„Die Verbindungen bestehen auch heute noch“
Der Historiker Bernd Rill über die Beziehungen zwischen Bayern und Böhmen und seine eigenen Wurzeln.
„Nach dem bayerischen Landeshistoriker Max Spindler sind die Bajuwaren im 5. und 6. Jahrhundert allmählich von Böhmen her in Bayern eingewandert. Es waren Germanen mit Beimischungen dabei, es könnten auch versprengte allerletzte Hunnen gewesen sein. Das war ein allmählicher Stammesbildungsprozess. Und einer der Faktoren, die zur Stammesbildung beigetragen haben, war die Wanderung der Germanen von Böhmen ins Donauland. Es ist aber nur eines der Elemente beim Stammesbildungsprozess der Bajuwaren.“
Gibt es bestimmte geistliche Verbindungen zwischen Bayern und Böhmen seit dem Mittelalter?
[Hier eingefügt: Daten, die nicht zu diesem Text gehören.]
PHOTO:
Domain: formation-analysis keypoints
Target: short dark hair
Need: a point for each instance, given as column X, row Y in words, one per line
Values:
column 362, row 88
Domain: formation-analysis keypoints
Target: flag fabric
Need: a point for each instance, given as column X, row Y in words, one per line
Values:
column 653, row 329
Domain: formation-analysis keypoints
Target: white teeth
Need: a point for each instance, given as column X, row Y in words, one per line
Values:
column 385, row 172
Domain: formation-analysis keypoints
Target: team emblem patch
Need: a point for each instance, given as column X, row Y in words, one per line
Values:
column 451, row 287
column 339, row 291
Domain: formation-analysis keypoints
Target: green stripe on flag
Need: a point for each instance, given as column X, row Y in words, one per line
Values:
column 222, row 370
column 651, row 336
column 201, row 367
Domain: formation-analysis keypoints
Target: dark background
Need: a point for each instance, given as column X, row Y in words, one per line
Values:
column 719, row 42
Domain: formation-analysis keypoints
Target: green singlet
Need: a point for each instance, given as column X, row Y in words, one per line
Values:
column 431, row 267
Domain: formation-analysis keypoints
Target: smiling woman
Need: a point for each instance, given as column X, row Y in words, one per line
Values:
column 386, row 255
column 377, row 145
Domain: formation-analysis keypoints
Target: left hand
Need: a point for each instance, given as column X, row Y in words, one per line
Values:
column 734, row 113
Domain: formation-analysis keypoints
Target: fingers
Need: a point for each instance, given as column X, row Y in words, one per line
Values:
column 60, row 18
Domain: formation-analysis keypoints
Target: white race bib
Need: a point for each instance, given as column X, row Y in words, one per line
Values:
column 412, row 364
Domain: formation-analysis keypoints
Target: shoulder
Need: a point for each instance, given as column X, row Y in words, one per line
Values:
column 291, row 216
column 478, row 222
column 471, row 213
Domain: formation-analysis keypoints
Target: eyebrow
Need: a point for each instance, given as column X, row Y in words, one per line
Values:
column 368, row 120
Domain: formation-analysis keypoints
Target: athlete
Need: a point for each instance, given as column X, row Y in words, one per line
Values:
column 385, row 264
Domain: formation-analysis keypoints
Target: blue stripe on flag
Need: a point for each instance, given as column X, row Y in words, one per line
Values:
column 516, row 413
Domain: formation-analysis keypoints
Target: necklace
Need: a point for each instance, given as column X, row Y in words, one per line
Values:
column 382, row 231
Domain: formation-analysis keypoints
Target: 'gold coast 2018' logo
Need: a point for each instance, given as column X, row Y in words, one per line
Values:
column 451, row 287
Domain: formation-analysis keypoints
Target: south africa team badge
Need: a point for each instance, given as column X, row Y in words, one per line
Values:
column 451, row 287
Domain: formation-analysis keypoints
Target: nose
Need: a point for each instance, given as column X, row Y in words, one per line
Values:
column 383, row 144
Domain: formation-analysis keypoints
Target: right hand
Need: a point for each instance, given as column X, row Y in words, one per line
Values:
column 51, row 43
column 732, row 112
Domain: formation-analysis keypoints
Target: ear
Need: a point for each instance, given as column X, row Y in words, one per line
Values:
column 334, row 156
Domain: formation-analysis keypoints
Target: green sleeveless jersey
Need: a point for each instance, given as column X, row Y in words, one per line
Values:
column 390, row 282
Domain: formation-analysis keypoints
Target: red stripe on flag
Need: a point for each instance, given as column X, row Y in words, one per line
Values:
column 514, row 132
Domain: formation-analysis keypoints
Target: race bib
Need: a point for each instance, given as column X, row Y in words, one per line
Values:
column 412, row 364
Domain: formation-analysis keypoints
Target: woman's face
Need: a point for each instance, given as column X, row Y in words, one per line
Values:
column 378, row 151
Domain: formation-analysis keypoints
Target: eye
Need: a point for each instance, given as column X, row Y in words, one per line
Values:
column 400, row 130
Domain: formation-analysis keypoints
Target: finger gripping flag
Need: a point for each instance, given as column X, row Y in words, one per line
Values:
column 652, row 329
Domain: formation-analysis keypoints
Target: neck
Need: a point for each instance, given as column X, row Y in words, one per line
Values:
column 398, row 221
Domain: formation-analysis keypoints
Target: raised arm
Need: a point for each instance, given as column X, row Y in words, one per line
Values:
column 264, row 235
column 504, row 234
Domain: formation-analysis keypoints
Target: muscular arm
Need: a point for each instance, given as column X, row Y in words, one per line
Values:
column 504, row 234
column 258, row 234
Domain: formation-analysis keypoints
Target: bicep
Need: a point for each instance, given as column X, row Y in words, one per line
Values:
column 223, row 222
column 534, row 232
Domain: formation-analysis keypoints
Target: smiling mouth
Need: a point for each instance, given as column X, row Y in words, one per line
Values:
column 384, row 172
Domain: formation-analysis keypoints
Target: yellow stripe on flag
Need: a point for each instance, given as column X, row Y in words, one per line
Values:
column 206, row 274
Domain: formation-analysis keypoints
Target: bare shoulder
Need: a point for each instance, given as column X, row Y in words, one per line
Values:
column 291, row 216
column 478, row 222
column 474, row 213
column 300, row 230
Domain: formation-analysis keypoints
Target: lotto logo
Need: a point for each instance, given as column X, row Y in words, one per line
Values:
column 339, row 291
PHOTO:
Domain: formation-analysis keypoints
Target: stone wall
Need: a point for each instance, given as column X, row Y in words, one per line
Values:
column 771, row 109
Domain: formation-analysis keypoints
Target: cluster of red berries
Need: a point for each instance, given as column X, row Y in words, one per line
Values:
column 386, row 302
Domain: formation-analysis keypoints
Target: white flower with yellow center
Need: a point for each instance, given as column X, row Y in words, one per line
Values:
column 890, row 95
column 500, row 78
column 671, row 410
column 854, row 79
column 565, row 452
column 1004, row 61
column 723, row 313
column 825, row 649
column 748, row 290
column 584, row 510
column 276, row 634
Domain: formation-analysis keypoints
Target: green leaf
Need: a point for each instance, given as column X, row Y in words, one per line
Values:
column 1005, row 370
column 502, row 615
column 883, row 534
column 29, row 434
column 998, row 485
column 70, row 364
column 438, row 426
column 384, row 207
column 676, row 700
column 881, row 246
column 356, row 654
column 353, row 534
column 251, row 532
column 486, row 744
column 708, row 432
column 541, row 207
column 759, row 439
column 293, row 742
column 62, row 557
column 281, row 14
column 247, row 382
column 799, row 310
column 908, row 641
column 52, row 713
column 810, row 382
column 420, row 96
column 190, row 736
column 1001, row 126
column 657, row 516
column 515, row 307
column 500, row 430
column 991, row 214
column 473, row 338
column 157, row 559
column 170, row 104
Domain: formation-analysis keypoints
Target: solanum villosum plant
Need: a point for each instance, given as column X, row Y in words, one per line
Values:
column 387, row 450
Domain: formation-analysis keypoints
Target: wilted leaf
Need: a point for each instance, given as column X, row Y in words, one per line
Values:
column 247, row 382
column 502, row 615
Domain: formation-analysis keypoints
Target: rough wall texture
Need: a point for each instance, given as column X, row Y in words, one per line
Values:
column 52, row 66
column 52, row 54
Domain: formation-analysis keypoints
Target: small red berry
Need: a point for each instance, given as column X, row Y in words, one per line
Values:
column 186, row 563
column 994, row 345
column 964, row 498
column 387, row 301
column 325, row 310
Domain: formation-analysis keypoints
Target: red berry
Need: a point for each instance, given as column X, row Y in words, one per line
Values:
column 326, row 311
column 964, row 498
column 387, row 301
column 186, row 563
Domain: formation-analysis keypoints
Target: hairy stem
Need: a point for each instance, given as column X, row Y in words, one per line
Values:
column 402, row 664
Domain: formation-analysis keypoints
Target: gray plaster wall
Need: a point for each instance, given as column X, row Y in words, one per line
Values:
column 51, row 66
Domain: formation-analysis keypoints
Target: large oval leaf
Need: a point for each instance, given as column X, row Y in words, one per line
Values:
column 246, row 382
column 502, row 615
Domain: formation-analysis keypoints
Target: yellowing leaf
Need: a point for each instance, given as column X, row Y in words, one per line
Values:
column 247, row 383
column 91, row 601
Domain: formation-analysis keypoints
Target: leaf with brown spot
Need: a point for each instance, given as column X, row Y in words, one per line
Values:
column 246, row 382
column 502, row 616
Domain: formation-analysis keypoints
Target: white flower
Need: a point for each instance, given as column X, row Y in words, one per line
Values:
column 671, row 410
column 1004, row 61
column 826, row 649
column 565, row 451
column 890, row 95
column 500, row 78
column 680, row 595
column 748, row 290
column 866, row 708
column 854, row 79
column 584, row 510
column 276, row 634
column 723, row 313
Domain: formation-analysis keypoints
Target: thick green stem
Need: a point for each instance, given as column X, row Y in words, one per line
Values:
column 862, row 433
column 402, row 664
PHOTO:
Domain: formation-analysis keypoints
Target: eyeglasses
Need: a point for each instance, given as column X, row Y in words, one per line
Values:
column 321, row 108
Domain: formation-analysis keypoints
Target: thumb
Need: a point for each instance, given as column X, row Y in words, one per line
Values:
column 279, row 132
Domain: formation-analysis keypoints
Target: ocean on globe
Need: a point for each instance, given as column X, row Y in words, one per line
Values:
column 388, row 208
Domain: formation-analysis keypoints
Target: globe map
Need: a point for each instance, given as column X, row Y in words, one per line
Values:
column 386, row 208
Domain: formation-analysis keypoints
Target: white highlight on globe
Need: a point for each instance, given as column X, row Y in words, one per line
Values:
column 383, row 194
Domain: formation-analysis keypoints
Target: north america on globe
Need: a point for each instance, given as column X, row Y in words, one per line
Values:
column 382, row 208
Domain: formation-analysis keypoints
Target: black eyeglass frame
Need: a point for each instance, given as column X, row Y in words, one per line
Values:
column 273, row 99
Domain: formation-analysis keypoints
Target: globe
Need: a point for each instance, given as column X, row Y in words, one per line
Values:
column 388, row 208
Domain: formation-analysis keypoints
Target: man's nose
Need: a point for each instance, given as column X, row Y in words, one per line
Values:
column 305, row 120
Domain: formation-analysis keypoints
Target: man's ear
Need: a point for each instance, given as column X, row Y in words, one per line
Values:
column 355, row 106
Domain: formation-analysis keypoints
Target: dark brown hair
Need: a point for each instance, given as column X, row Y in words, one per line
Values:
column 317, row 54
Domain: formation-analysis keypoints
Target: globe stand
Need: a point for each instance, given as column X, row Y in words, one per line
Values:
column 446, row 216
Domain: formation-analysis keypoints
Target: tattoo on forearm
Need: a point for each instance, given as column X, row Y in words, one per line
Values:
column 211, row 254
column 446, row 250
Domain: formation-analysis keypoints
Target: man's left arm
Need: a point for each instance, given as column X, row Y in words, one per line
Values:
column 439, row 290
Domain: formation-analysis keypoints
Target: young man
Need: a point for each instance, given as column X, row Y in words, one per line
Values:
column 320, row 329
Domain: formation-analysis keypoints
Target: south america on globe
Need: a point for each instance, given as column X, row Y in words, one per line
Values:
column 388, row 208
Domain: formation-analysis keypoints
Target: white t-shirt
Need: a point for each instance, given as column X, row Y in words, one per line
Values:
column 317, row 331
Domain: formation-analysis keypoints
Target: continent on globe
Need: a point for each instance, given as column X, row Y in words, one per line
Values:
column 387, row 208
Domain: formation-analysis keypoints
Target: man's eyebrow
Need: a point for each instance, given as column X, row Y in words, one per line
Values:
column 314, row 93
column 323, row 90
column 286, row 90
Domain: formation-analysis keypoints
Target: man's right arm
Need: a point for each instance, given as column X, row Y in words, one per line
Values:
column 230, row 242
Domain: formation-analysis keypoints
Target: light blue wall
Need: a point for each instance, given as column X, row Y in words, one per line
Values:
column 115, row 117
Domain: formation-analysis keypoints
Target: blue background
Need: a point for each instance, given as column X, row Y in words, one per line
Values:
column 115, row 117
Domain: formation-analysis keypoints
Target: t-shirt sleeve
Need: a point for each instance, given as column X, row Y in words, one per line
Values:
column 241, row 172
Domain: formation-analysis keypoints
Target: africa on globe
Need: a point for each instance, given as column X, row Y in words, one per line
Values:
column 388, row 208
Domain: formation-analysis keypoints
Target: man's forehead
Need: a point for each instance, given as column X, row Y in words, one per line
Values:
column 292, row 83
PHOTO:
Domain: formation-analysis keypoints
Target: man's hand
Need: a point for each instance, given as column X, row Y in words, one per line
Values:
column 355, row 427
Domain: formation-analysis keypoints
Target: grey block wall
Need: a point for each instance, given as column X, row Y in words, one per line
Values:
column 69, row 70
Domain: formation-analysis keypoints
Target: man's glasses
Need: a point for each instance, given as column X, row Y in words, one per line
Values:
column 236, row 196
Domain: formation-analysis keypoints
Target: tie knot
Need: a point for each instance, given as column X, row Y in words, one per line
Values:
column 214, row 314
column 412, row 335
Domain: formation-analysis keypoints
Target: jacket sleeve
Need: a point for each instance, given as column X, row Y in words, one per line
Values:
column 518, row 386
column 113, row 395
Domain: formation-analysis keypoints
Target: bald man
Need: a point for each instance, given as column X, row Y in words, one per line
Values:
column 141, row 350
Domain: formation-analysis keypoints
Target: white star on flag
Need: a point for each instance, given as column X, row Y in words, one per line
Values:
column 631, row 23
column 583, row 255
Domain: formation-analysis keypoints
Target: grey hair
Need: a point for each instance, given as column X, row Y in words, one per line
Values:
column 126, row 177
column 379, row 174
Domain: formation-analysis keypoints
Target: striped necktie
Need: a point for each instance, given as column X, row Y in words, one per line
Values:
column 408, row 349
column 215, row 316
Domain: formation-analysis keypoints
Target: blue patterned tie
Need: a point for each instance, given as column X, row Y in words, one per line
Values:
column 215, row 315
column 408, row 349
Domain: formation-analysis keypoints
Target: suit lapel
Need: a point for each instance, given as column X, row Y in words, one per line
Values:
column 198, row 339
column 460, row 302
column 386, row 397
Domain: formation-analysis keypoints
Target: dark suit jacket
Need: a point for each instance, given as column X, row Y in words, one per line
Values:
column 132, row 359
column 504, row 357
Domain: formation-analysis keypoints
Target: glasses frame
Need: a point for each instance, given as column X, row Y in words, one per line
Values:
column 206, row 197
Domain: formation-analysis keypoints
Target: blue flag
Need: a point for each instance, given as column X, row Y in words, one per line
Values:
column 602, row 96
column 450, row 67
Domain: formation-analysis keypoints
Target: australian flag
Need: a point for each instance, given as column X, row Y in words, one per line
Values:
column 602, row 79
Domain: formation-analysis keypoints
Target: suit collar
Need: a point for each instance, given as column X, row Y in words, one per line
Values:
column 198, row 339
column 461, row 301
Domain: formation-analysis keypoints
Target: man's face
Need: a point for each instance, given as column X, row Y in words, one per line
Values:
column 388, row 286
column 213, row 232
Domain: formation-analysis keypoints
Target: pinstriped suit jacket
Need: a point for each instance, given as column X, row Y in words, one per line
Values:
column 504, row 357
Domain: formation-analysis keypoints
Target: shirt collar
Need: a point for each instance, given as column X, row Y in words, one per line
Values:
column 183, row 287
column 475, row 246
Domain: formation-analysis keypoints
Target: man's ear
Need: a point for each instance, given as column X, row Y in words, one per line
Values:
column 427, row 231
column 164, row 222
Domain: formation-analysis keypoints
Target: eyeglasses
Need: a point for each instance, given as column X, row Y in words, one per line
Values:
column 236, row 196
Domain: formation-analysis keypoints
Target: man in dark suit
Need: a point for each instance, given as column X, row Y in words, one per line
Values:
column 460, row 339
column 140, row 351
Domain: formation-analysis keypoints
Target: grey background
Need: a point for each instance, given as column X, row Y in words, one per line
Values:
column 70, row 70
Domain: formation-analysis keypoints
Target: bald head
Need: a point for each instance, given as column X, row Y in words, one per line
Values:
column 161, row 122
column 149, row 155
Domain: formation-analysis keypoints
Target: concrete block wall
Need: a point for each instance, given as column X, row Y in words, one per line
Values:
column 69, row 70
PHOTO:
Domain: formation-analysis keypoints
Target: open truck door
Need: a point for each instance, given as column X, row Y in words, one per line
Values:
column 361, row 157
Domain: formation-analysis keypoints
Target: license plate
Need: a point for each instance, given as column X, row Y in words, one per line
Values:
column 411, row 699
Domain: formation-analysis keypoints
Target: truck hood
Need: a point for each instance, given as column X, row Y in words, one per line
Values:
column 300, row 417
„Ja, die gibt es sicherlich. Mit der deutschen Einwanderung sind im Mittelalter auch Bayern nach Böhmen gekommen, da war auch geistliches Personal dabei. Verschiedene Klostergründungen sind – sehr vereinfacht gesagt – durch bayerische Kleriker vermittelt worden, und die ersten Mönche im Kloster stammten manchmal aus Bayern. Diese Verbindungen bestehen auch heute noch. Es gibt beispielsweise gemeinsame bayerisch-tschechische Böhmerwald-Wallfahrten. Diese Verbindungen sind nicht abgerissen.“Hat die in Böhmen entstandene hussitische Bewegung im 15. Jahrhundert auch das Geschehen in Bayern beeinflusst?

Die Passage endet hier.